Sales is often not the strong suit of engineers and other technology types,
so find a friend or advisor in sales to pick apart your
ideas and help you develop a sales strategy.
Channel planning is another good place to do "similarity selling," bringing in examples of how other firms and products have fared over various sales channels.
- 6. What's the competition? How will it change and why are you better?
Know your competitors almost as well as you
know your own company. Know how they work and what their customers think
about them. Be ready for some "street fighting," in Mario's terms, and
never underestimate your competitors.
Think hard not just about who your competitors are today, but more
importantly, who they will be tomorrow. If you are successful, you
will naturally attract competitors to your niche.
- 7. What's your differentiation and how do you maintain it?
Be clear about the competencies and distinct advantages of your business.

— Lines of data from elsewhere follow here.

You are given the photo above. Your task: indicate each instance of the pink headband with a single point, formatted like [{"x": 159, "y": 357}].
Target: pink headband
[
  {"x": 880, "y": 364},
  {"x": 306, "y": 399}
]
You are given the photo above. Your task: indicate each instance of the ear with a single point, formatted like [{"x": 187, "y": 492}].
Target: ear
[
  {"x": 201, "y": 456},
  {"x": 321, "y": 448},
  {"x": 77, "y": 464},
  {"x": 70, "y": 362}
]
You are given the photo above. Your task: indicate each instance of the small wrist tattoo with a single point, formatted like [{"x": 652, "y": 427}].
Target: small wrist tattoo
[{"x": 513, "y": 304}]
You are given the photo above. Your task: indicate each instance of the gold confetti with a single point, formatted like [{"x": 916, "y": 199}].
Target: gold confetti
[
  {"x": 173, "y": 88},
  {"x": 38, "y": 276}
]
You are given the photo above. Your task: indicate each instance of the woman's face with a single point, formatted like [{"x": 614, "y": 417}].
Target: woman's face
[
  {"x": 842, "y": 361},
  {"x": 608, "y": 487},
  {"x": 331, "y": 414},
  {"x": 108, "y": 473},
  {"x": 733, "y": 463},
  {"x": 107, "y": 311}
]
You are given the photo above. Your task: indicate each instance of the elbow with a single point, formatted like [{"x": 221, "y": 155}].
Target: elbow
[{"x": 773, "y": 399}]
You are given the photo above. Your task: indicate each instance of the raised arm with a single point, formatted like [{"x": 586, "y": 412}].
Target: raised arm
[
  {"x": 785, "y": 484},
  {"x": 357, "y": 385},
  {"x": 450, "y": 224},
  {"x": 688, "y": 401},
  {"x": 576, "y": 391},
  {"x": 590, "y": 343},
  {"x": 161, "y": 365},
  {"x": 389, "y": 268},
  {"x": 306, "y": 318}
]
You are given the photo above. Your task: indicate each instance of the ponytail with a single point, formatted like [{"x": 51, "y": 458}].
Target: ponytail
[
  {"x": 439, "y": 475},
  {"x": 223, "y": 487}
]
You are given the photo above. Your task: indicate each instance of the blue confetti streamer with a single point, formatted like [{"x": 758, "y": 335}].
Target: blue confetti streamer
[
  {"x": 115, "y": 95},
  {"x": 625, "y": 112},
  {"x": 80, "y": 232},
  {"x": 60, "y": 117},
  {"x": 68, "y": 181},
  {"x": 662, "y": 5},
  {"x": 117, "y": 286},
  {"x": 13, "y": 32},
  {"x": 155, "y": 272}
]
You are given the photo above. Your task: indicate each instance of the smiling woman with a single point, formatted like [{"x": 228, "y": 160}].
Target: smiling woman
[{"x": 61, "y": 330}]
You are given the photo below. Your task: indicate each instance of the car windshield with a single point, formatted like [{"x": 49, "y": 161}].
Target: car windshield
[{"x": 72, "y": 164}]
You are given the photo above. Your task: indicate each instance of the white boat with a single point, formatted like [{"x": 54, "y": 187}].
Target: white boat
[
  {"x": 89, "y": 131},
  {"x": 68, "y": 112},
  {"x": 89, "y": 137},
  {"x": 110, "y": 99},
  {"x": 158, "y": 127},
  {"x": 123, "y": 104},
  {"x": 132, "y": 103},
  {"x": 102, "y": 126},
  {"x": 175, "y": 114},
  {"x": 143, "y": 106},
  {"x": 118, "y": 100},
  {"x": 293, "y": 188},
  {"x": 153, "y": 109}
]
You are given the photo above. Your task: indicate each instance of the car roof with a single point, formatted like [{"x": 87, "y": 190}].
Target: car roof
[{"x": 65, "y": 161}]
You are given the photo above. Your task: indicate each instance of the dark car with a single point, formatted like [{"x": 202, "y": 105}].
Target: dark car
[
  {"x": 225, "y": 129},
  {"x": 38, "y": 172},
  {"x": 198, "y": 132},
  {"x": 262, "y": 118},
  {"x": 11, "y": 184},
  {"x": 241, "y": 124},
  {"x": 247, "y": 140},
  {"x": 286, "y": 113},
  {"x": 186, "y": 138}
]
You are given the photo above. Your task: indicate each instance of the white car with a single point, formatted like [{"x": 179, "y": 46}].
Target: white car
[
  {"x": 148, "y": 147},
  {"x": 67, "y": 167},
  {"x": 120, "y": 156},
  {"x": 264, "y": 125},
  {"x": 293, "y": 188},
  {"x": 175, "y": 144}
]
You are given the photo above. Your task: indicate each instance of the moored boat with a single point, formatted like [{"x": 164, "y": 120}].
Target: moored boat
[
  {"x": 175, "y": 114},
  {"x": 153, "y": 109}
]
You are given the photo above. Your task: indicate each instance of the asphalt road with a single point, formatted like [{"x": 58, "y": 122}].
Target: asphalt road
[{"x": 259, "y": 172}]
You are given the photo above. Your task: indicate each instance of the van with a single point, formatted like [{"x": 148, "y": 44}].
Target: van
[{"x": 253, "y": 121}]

Avoid generalized claims that amount to promising "motherhood, Chevrolet
and apple pie." For example, netpreneurs will point to their development
team or management calling them "world-class!" Don't just make the claim
that you have a great team everyone does. Show the accomplishments of your team members,
particularly their experience in the area in which your business focuses.
Anything that differentiates you positively is important to highlight. Maybe it's your
technology, maybe it's your delivery channel, or maybe it's the experience you
have on your team. Make sure you get that point across to your investors and are able to substantiate the claim.
- 8. How are you going to execute to grow and manage the business?
Investors want a feeling that you are capable of running your business or are open to learning how to do so.
Good execution often starts with pragmatism. Be realistic about your growth potential. A company like Yahoo!, which has experienced remarkable growth, is by far the exception. Smart
investors will disregard grossly inflated projections, so honestly
assess your market potential. A well-substantiated estimate of 35% annual
compounded growth is music to most investors' ears.
Know your own strengths. You don't need to be talented in every area, but bring an open mind to areas where you are less strong. Investors like leaders who are "coachable," and who will accept advice and criticism from their whole team. Again, investors look for people with the vision and "emotional maturity" to carry on long-term.
- 9. What are the risks? What can stop you?
Mario termed this the "what keeps you up at night?" question. For some,
it's the threat of a large competitor taking over the market suddenly. For
others, it's a fear of their own ability to stay focused and execute. Be honest,
without being paranoid or humble.
- 10. Why is your business going to succeed? Why you?
Explain what is driving you to succeed. What is the great strength you bring to this market and this product? Is it your enthusiasm, experience, intelligence, competitiveness or resourcefulness? Do you want your investors, partners and customers to view you as someone who is "going to find the way to succeed?" Succinctly, but assertively, state your relevant competencies. Adopt the constructive arrogance of a Bill Gates convey a feeling and a sense of success.